A Yelp employee wrote a public Medium post addressed to Yelp’s CEO, Jeremy Stoppelman—she was fired not long after.
Talia Jane’s story is relatable to many. She works in Yelp/Eat24’s customer service for minimum wage, making only $8.15 an hour after taxes. Living in San Francisco, 80 percent of her income goes to rent, so she can’t afford to fix her car or turn on her heater or even buy groceries. She lives off of a ten pound bag of rice and food in the office kitchen.
Her point is essentially that a company in San Francisco paying minimum wage ($12.25) is not paying a livable wage: “Every single one of my coworkers is struggling. They’re taking side jobs, they’re living at home. One of them started a GoFundMe because she couldn’t pay her rent. She ended up leaving the company and moving east, somewhere the minimum wage could double as a living wage.”
The ridiculously high cost of living in San Francisco makes the situation even more dire for individuals such as Talia, considering it is 62 percent higher than the U.S. average.
Talia alleges she was let go from the company only days after her public letter. She tweeted that, “Google says my work email address doesn't exist, which means [I] have officially been fired from Yelp/Eat24 for writing this.”
google says my work email address doesn't exist, which means i have officially been fired from Yelp/Eat24 for writing this.— Lady Murderface (@itsa_talia) February 20, 2016
After her post gained much traction on social media, Yelp’s CEO Jeremy Stoppelman responded to the letter on Twitter, acknowledging the difficult circumstances surrounding the Bay Area’s standard of living and claiming he had nothing to do with firing Talia.
1/5 Late last night I read Talia's medium contribution and want to acknowledge her point that the cost of living in SF is far too high.— Jeremy Stoppelman (@jeremys) February 20, 2016
2/5 I have been focused on this issue, backing anti-NIMBY group SFBARF and speaking out frequently about the need to lower cost of housing.— Jeremy Stoppelman (@jeremys) February 20, 2016
3/5 I've not been personally involved in Talia being let go and it was not because she posted a Medium letter directed at me.— Jeremy Stoppelman (@jeremys) February 20, 2016
4/5 Two sides to every HR story so Twitter army please put down the pitchforks. The reality of such a high Bay Area cost of living is...— Jeremy Stoppelman (@jeremys) February 20, 2016
5/5 entry level jobs migrate to where costs of living are lower.

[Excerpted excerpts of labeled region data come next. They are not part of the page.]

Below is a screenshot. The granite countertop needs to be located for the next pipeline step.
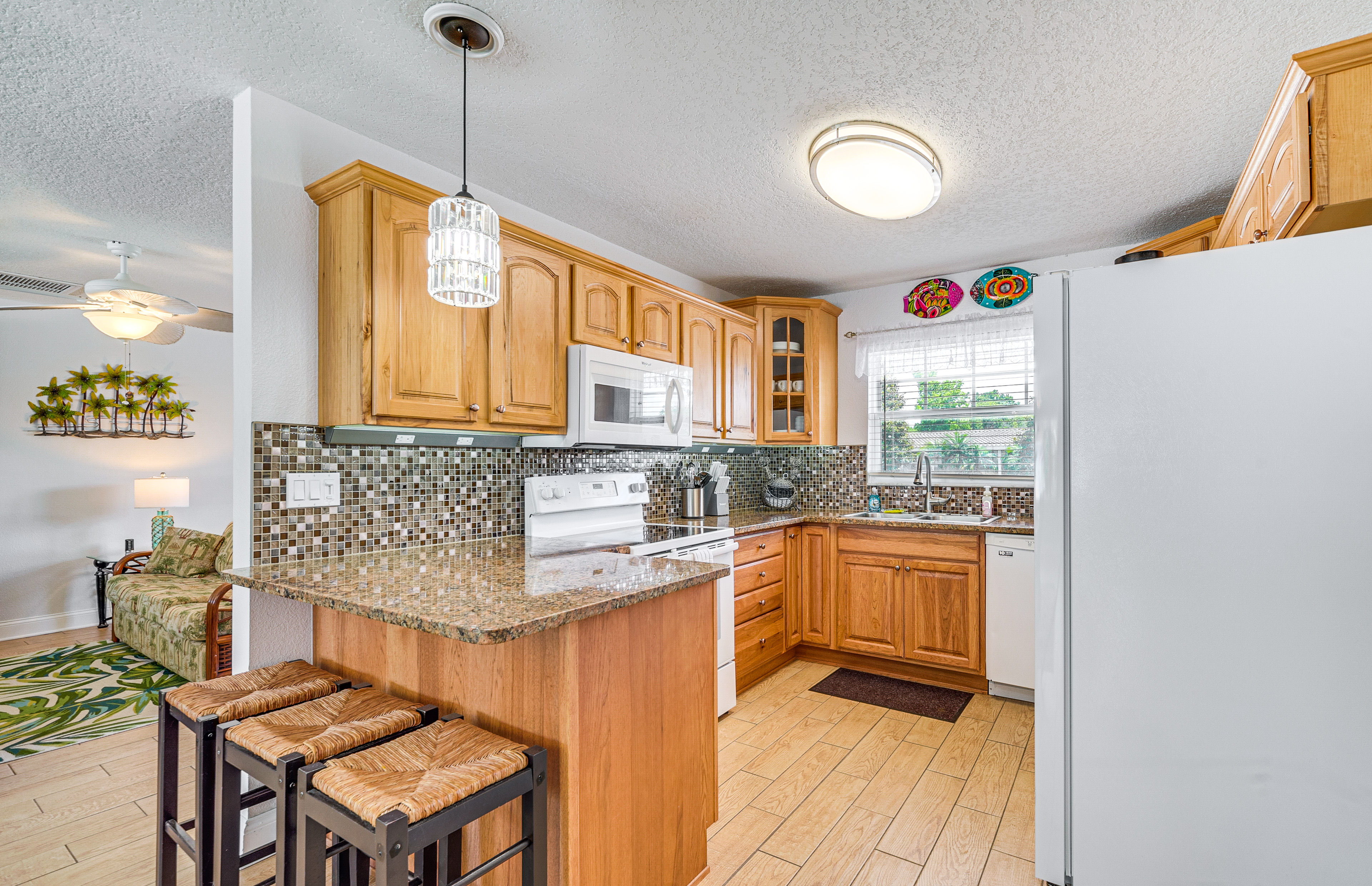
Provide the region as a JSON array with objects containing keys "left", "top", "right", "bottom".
[
  {"left": 667, "top": 509, "right": 1033, "bottom": 535},
  {"left": 219, "top": 535, "right": 727, "bottom": 643}
]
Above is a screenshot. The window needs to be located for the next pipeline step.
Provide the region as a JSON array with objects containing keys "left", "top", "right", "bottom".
[{"left": 858, "top": 313, "right": 1034, "bottom": 481}]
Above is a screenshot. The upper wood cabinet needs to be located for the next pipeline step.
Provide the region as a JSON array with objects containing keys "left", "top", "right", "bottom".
[
  {"left": 632, "top": 287, "right": 685, "bottom": 363},
  {"left": 836, "top": 554, "right": 904, "bottom": 656},
  {"left": 800, "top": 525, "right": 834, "bottom": 646},
  {"left": 723, "top": 318, "right": 757, "bottom": 440},
  {"left": 306, "top": 160, "right": 756, "bottom": 439},
  {"left": 729, "top": 296, "right": 842, "bottom": 446},
  {"left": 488, "top": 233, "right": 571, "bottom": 428},
  {"left": 1136, "top": 34, "right": 1372, "bottom": 255},
  {"left": 572, "top": 265, "right": 632, "bottom": 351},
  {"left": 903, "top": 559, "right": 985, "bottom": 672},
  {"left": 370, "top": 191, "right": 480, "bottom": 424}
]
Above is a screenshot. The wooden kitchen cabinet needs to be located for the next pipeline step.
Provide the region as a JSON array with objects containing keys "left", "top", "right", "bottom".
[
  {"left": 800, "top": 524, "right": 834, "bottom": 646},
  {"left": 723, "top": 317, "right": 757, "bottom": 440},
  {"left": 903, "top": 559, "right": 985, "bottom": 672},
  {"left": 572, "top": 263, "right": 632, "bottom": 351},
  {"left": 836, "top": 553, "right": 904, "bottom": 656},
  {"left": 729, "top": 296, "right": 842, "bottom": 446},
  {"left": 304, "top": 160, "right": 756, "bottom": 440},
  {"left": 1136, "top": 34, "right": 1372, "bottom": 255},
  {"left": 632, "top": 287, "right": 685, "bottom": 363}
]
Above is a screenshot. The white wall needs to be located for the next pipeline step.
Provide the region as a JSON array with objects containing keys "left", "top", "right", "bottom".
[
  {"left": 0, "top": 311, "right": 233, "bottom": 639},
  {"left": 233, "top": 89, "right": 730, "bottom": 671},
  {"left": 823, "top": 245, "right": 1129, "bottom": 446}
]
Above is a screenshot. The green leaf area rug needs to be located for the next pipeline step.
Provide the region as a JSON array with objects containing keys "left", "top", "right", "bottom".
[{"left": 0, "top": 641, "right": 185, "bottom": 762}]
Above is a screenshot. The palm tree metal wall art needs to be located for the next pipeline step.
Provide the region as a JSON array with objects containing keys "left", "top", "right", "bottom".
[{"left": 29, "top": 363, "right": 195, "bottom": 440}]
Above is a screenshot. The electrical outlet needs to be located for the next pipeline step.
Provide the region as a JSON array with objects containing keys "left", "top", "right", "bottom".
[{"left": 285, "top": 471, "right": 339, "bottom": 507}]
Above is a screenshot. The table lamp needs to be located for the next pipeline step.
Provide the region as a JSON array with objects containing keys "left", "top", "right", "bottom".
[{"left": 133, "top": 472, "right": 191, "bottom": 547}]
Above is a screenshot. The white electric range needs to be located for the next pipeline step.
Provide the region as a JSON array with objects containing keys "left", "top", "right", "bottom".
[{"left": 524, "top": 472, "right": 738, "bottom": 715}]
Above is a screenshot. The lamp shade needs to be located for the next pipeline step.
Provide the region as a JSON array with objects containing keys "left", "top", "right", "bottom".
[{"left": 133, "top": 473, "right": 191, "bottom": 507}]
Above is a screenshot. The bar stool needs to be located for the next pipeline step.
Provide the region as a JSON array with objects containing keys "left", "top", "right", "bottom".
[
  {"left": 156, "top": 661, "right": 350, "bottom": 886},
  {"left": 295, "top": 715, "right": 547, "bottom": 886},
  {"left": 214, "top": 685, "right": 438, "bottom": 886}
]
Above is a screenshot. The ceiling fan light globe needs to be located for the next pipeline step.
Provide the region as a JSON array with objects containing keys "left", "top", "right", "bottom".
[{"left": 84, "top": 310, "right": 162, "bottom": 339}]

Have already announced we are growing EAT24 support in AZ for this reason.— Jeremy Stoppelman (@jeremys) February 20, 2016
While many people sympathized with Talia’s plight and thought she was right to point out issues with the minimum wage, others took a less empathetic approach.
In a response to her post that received over 1,500 likes, a Medium user pointed out that, “[Talia] blame(s) this all on the company that employs [her] and offers [her] benefits far beyond what most other places offer for an entry level position that does NOT require a college degree, literally a position that an 18 year old can fill.”
Talia does note that she receives full health coverage from her position, but claims she cannot afford the co-pays.
The complexity of the situation is interesting. One could argue for an entry-level position that requires minimal skill, a minimum wage is adequate. Others could say that if that wage does not translate into decent living conditions, companies should automatically be paying more.
The blame seems to lie less with Yelp, specifically, and more with the general conditions surrounding the astronomical cost of living in San Francisco and the Bay Area, as well as federal and state laws it terms of the minimum wage.
Still, people working minimum wage jobs should be able to afford groceries and other human necessities without giving up 80 percent of their paycheck to rent, regardless of where they’re located.